We all love the game of football (soccer in US) and we all see how FIFA ruin the game. They are reluctant to use video technology and other rules (like allowing teams to make challenges on referee&#x27;s decision) to help referees in their decisions and make a fair game. The goal line technology is using in this WC, but there are more things we can do to help in decisions like offside, red card, penalty. Football is the game of 22 players on the field, and the referees are there to make it fair, not to make wrong decisions that change the whole game. Referees are humans and they make mistakes, but we have technology to fix their mistakes and probably save their life.
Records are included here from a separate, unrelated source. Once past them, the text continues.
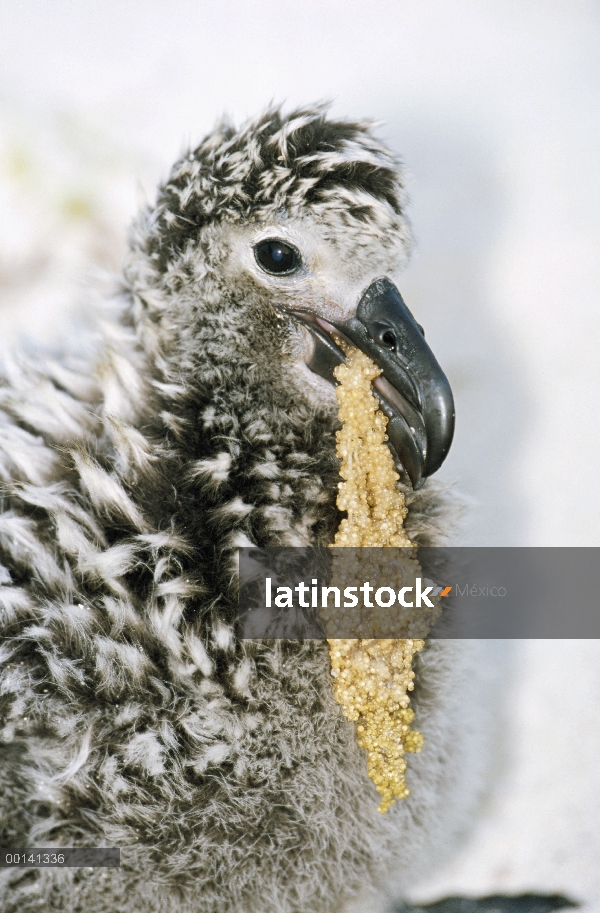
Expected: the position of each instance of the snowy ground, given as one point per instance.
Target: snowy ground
(495, 109)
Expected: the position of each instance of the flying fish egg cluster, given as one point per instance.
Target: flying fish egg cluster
(372, 677)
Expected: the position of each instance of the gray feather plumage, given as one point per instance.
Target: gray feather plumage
(130, 716)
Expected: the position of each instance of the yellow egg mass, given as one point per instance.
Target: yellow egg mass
(372, 677)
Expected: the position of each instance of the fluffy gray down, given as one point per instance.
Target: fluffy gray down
(130, 715)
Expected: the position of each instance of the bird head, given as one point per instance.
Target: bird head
(270, 245)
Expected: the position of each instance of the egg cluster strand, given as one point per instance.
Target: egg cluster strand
(372, 677)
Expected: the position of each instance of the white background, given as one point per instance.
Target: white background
(495, 108)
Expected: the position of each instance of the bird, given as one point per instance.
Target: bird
(201, 421)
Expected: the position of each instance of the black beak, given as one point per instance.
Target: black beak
(413, 390)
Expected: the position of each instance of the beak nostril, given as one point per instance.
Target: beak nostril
(389, 340)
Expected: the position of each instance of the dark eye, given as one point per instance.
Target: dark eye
(277, 257)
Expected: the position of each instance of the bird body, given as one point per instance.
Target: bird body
(130, 713)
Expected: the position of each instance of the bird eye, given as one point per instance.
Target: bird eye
(277, 257)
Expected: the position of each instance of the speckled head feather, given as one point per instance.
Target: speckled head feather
(129, 713)
(271, 165)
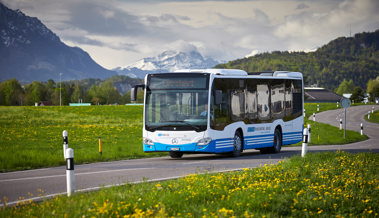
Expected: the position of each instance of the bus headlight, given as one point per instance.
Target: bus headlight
(204, 141)
(148, 141)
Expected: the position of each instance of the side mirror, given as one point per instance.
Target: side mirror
(218, 96)
(133, 92)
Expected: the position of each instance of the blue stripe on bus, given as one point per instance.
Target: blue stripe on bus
(226, 144)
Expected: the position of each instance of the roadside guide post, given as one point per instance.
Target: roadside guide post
(309, 133)
(70, 174)
(65, 143)
(304, 146)
(345, 103)
(361, 128)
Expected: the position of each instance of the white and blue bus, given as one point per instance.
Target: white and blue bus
(221, 110)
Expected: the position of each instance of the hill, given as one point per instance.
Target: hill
(355, 58)
(30, 51)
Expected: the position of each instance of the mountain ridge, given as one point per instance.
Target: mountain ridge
(30, 51)
(355, 58)
(167, 61)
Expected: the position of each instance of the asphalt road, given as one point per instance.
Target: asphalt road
(41, 183)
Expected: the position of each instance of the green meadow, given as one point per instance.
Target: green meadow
(374, 117)
(335, 184)
(31, 137)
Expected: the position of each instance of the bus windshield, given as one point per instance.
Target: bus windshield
(177, 102)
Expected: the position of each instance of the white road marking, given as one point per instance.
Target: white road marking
(76, 174)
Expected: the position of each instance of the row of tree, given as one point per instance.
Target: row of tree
(62, 93)
(358, 94)
(352, 58)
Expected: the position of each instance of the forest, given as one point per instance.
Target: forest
(351, 58)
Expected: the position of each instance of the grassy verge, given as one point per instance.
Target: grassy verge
(31, 137)
(374, 117)
(325, 134)
(335, 184)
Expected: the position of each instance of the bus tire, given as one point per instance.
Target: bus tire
(237, 144)
(175, 154)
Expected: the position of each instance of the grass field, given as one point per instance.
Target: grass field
(31, 137)
(335, 184)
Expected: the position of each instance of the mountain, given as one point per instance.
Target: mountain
(355, 58)
(30, 51)
(167, 61)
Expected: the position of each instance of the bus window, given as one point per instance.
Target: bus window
(237, 99)
(251, 101)
(263, 92)
(288, 100)
(297, 98)
(220, 111)
(277, 99)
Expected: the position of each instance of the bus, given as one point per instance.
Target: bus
(221, 111)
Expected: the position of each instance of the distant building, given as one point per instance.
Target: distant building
(318, 94)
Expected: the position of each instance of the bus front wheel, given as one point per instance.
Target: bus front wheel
(175, 154)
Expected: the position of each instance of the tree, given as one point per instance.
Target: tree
(373, 88)
(357, 94)
(77, 94)
(35, 92)
(346, 87)
(12, 92)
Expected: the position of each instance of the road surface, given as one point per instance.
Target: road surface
(41, 183)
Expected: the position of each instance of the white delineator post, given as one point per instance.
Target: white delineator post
(361, 128)
(70, 175)
(309, 133)
(304, 147)
(65, 143)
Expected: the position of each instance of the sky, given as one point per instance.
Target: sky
(117, 33)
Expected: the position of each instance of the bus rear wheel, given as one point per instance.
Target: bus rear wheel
(175, 154)
(237, 144)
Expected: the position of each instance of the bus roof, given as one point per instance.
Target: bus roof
(236, 72)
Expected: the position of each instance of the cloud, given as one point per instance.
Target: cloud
(119, 32)
(302, 6)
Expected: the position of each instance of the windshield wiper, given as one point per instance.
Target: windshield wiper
(181, 121)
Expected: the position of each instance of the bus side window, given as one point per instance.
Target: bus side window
(288, 100)
(251, 101)
(297, 98)
(264, 112)
(277, 99)
(221, 111)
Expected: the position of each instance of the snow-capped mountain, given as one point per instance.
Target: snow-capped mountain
(167, 61)
(30, 51)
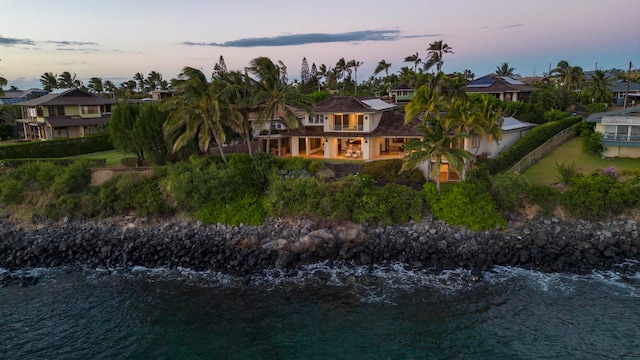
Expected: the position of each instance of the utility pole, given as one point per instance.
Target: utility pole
(626, 94)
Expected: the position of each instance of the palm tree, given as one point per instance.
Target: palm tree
(597, 89)
(49, 81)
(383, 65)
(237, 94)
(436, 51)
(487, 116)
(273, 94)
(68, 81)
(440, 135)
(415, 59)
(3, 82)
(355, 65)
(109, 87)
(505, 70)
(196, 112)
(96, 86)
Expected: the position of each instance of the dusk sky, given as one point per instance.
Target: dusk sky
(116, 39)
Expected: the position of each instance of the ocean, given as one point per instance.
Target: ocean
(320, 311)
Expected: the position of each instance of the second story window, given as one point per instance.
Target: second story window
(56, 110)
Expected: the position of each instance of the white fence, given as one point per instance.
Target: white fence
(542, 150)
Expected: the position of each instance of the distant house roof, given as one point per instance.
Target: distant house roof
(391, 125)
(621, 85)
(68, 97)
(352, 104)
(402, 86)
(497, 83)
(65, 121)
(631, 111)
(12, 96)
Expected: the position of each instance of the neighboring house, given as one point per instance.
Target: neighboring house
(532, 80)
(620, 131)
(501, 87)
(280, 145)
(12, 97)
(619, 90)
(158, 95)
(64, 113)
(402, 93)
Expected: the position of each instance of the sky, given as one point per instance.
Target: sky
(116, 39)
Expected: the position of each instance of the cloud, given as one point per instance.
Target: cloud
(71, 43)
(13, 41)
(511, 26)
(315, 38)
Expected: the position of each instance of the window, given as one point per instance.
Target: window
(56, 110)
(89, 110)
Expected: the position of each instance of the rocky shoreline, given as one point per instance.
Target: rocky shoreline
(544, 244)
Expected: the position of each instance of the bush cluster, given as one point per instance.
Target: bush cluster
(529, 142)
(467, 204)
(355, 197)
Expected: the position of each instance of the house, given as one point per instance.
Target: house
(14, 96)
(619, 90)
(620, 131)
(401, 93)
(64, 113)
(349, 127)
(502, 87)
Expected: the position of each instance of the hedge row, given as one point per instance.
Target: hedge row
(57, 148)
(529, 142)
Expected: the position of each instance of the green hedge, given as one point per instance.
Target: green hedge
(529, 142)
(63, 162)
(56, 148)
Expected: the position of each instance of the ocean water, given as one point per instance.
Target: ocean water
(320, 312)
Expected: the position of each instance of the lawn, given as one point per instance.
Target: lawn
(545, 171)
(113, 157)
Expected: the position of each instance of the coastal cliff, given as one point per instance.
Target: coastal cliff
(544, 244)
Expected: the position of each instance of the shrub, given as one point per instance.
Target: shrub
(597, 195)
(246, 210)
(567, 171)
(592, 142)
(529, 142)
(509, 190)
(388, 172)
(133, 192)
(467, 204)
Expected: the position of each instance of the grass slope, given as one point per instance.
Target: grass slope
(545, 171)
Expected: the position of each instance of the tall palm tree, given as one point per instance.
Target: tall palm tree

There were cases where referees received death thread. And of course with all the corruption that we&#x27;ve heard about ...
We sure can make it better. And on the financial side, if we could form another football federation it would be a real business with a huge market. The revenue of this on-going 2014 Worldcup is 4B.
======
rgovind
In principle, yes. In practice its tough. You can look for parallels in what
happened with Cricket in India, where it is huge.

A media mogul named Subhash chandra came up with the idea of "India Cricket
League" (similar to English Premier league in English soccer. Lots of young
cricketers signed up. When the Indian cricket association realised the money
potential of this new tournament, they made declared that no one who
participated in ICL would be allowed to participate in Indian national team,
owned by India's cricket association. And since its the dream of every Indian
boy to be part of national team (big bucks and media exposure), almost all
players quit ICL...and teh league was effectively dead.

Moral of the story...How will you get players to play in your league?

------
anigbrowl
Sure...if you have a lot of money and patience. As you point out, the current
world cup is generating ~$4 billion in revenue...which means FIFA has a lot of
bargaining power because it is already sitting on a lot of money.